Las emociones son estados mentales con una función reguladora que fomenta la supervivencia del organismo al permitir respuestas adaptativas rápidas. La importancia adaptativa de las respuestas emocionales radica en el hecho de que son mucho más rápidas que las reflexivas y consumen mucha menos energía metabólica. Sin embargo, en la gestión emocional interviene la racionalización de las emociones, lo que permite verbalizarlas. A nivel neurocientífico, se considera que la racionalización y la verbalización de una emoción constituye lo que viene a llamarse un sentimiento. Sentimiento y emoción, por consiguiente, no son palabras sinónimas, sino que se refieren a dos momentos diferentes, aunque por supuesto vinculados, del proceso de respuesta emocional.

De forma general, suele decirse que las emociones se generan en la amígdala cerebral, que forma parte del sistema límbico, aunque, como otros muchos aspectos de las funciones mentales, constituye una simplificación (véase la figura 1). No resulta sencillo establecer las relaciones entre las distintas áreas cerebrales que participan de las respuestas emocionales, puesto que en parte dependen de cada emoción. Lo que, a su vez, depende de la situación que la haya generado. No es lo mismo una amenaza que desencadene una respuesta emocional de miedo, que precisa activar rápidamente la musculatura para huir, que una respuesta emocional de ira, que suele ir acompañada de comportamientos agresivos que también precisan de la musculatura, pero no para huir, sino para luchar. O que una respuesta emocional de sorpresa, que debe activar otras funciones mentales como, por ejemplo, la atención selectiva para focalizarse en el motivo que ha generado la sorpresa y decidir con la mayor celeridad posible si puede tratarse de una amenaza de la que se debe huir o de una oportunidad que active nuestra curiosidad, para aprovecharla. De manera general, a pesar de que todas las emociones se generan en la amígdala cerebral, en ellas también intervienen las áreas cerebrales implicadas en la atención y en el umbral de activación (el denominado tálamo), en la gestión de la memoria (el hipocampo), en las sensaciones de placer y de recompensa (el estriado), en la consciencia (la corteza cingulada) y en las funciones ejecutivas (la corteza prefrontal) (ver figura 1; para una explicación más extensa de los procesos neuronales asociados a las respuestas emocionales, véase Redolar 2014, 2018).

Tipos de emociones

El 1872, Charles Darwin, padre de la teoría de la evolución mediante selección natural, publicó otra influyente obra titulada La expresión de las emociones en el hombre y en los animales, donde expuso que la capacidad para expresar las emociones a través del rostro tiene ventajas evolutivas. Paul Ekman definió, en 1972, seis emociones básicas: la ira, el asco, el miedo, la alegría, la tristeza y la sorpresa, que amplió posteriormente (Ekman, 1993). Del mismo modo que con tres colores primarios (azul, amarillo y rojo) se pueden generar todos los demás en una amplia paleta de colores y de tonos, el mundo emocional genera un espectro muchísimo más amplio. Además, a menudo las emociones se entrelazan con el estado de ánimo, el temperamento, la personalidad, la disposición y la motivación, unos aspectos de las funciones mentales en las cuales intervienen otras muchas zonas del cerebro. Esto hace que no haya un acuerdo generalizado sobre el número de emociones y su clasificación, puesto que en gran medida depende de la forma en que se evalúen y de la interpretación que se les dé, evolutiva, neuronal o social. Según la dinámica de la musculatura facial, por ejemplo, es posible reducir el número de emociones básicas a sólo cuatro: la alegría, la tristeza, el asco/ira y el miedo/sorpresa.

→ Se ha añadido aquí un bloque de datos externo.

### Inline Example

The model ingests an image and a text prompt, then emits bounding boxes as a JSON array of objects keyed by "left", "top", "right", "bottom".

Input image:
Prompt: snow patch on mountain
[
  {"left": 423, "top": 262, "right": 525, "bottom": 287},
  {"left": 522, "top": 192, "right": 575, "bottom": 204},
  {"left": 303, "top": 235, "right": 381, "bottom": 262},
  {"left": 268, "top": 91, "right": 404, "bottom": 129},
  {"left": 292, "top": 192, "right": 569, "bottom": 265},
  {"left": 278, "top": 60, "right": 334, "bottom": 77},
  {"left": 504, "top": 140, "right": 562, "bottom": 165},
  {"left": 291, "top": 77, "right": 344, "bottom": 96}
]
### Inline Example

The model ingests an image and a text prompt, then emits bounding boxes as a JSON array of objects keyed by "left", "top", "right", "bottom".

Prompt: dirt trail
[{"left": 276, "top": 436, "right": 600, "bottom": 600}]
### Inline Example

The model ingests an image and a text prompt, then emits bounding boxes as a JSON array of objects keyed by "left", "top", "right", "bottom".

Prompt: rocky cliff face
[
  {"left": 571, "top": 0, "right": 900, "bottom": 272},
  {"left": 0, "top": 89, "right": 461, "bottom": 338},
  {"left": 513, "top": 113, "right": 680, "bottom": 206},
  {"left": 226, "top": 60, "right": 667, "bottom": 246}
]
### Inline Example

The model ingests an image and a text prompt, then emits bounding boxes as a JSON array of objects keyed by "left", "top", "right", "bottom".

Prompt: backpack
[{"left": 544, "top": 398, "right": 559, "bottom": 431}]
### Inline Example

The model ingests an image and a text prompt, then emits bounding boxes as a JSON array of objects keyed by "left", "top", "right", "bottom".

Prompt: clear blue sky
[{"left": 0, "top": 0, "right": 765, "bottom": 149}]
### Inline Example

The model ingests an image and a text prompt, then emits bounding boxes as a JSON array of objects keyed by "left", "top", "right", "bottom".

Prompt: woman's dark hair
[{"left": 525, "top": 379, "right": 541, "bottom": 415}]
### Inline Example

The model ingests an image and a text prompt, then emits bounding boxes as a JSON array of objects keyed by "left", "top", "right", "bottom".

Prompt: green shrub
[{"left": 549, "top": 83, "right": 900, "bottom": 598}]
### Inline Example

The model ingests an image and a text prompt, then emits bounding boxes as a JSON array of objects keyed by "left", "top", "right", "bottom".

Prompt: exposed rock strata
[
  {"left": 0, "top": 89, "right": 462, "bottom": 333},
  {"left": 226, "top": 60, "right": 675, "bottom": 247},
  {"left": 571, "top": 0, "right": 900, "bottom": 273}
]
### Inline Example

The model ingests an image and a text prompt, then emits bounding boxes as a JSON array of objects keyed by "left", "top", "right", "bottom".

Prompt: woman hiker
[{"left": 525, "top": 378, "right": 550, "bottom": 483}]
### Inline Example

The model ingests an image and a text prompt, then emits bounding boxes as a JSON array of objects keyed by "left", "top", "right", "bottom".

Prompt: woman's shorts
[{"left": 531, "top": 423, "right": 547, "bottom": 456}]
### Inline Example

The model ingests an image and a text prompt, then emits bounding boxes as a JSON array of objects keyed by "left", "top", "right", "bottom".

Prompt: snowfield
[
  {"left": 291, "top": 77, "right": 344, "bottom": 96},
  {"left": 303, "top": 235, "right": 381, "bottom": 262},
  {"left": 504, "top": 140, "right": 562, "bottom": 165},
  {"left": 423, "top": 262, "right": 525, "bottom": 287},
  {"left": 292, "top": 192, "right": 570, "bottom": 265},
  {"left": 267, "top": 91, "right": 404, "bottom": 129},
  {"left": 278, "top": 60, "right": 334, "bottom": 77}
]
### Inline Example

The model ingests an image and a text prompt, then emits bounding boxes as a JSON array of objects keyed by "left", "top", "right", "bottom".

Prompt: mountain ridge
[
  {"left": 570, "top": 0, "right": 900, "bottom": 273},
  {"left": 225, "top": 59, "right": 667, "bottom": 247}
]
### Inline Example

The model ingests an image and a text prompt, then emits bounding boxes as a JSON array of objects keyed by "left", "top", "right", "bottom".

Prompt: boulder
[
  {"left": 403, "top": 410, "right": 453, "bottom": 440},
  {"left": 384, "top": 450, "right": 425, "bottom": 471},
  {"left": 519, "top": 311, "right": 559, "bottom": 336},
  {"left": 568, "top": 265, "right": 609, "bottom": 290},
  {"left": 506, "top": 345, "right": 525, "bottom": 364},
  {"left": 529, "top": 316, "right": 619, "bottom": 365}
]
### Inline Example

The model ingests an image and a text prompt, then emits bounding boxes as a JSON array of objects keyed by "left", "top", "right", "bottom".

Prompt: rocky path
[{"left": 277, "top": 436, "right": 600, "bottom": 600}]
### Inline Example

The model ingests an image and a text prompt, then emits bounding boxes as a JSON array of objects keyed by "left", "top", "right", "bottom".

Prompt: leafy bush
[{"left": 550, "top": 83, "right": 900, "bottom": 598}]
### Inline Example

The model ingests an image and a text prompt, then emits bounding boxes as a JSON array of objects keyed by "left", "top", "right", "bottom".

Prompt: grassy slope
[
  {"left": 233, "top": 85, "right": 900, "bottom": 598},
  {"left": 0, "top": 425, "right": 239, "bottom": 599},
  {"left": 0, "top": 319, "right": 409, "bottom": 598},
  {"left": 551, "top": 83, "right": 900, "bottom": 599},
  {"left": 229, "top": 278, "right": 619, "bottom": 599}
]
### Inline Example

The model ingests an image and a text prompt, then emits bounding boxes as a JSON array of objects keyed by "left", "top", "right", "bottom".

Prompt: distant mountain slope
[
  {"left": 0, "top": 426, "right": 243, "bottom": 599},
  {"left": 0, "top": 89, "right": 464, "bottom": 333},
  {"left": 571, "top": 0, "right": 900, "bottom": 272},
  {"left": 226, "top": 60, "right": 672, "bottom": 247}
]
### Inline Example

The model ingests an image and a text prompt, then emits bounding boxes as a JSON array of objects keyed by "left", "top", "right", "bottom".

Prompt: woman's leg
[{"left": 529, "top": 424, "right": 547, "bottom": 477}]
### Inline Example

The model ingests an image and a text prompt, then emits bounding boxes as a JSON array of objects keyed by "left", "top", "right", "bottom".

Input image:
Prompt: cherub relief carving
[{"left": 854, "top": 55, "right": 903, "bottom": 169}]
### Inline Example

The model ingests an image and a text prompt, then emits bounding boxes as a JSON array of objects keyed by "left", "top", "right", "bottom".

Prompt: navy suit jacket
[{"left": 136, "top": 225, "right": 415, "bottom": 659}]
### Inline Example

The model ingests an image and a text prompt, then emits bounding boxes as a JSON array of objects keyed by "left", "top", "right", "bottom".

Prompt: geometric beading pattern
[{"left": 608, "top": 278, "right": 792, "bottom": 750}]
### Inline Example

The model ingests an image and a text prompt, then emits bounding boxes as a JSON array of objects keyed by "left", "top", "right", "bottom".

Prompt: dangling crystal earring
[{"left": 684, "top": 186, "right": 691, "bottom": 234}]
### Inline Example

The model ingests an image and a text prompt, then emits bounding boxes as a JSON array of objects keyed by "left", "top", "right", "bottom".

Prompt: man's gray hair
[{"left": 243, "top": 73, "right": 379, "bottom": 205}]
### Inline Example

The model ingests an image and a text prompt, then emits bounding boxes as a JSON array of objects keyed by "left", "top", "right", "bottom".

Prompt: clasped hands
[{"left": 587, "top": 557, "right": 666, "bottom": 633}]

Determinados estudios psicológicos, en cambio, han reconocido 14 emociones que han denominado irreductibles, que coinciden con las que propuso inicialmente el filósofo griego Aristóteles en el siglo IV a.C., a saber: el miedo, la confianza, la ira, la amistad, la calma, la enemistad, la vergüenza, la desvergüenza, la compasión, la bondad, la envidia, la ira, la emulación y el desprecio. El psicólogo Robert Plutchik, por mencionar otro caso, propuso a mediados de siglo XX la existencia de ocho emociones básicas: la alegría, la tristeza, la confianza, el asco, el miedo, la ira, la sorpresa y la anticipación, las cuales se combinarían como una paleta de colores para generar un número mucho más elevado de emociones secundarias, como los colores y los tonos que se obtienen en la paleta de un pintor (revisado en Plutchik, 2001). Aunque tal vez la clasificación más completa sea la del pedagogo Rafael Bisquerra (Bisquerra 2009, 2015; Bisquerra y Laymus, 2016), cuya clasificación contempla más de 500 emociones, entre primarias y derivadas.

Desde la perspectiva biológica, todas las emociones son necesarias por su carácter adaptativo o, dicho de otra manera, todas son indispensables para la supervivencia, según el contexto. De ahí la importancia de la educación emocional, para comprenderlas y gestionarlas de la manera más dignificante –y que contribuya mejor al denominado éxito vital, como se discutirá en la parte final de este artículo–. Sea como fuere, lo cierto es que las emociones son cruciales para la supervivencia de los individuos e intervienen en todas las decisiones que tomamos diariamente.

En clave educativa, esto implica que es muy útil, por no decir necesario, incorporar emociones a los aprendizajes (Bueno 2017, 2019). Cualquier aprendizaje que contenga aspectos emocionales es interpretado por el cerebro como crucial para su supervivencia, por lo que tiende a ser fijado con mucha más eficiencia. Aunque es importante destacar que no todas las emociones son equivalentes en cuanto al uso posterior de los aprendizajes, puesto que a nivel de conexiones neuronales los conocimientos adquiridos, bien sean conceptos, actitudes o habilidades, hibridan con las emociones que se generaron durante su adquisición. No va a ser lo mismo que un aprendizaje se haya asociado al miedo que otro que lo haya hecho a la sorpresa, o a la alegría o la tristeza. En todos los casos, estas emociones facilitarán su fijación en la memoria a largo plazo, por el contexto en que se van a continuar utilizando y las sensaciones que tendrá la persona cada vez que necesite utilizar esos aprendizajes y pueden ser radicalmente diferentes. Y también influirá en la percepción que cada persona adquiere de sí misma y de su entorno, e incluso del propio proceso de adquisición de nuevos conocimientos.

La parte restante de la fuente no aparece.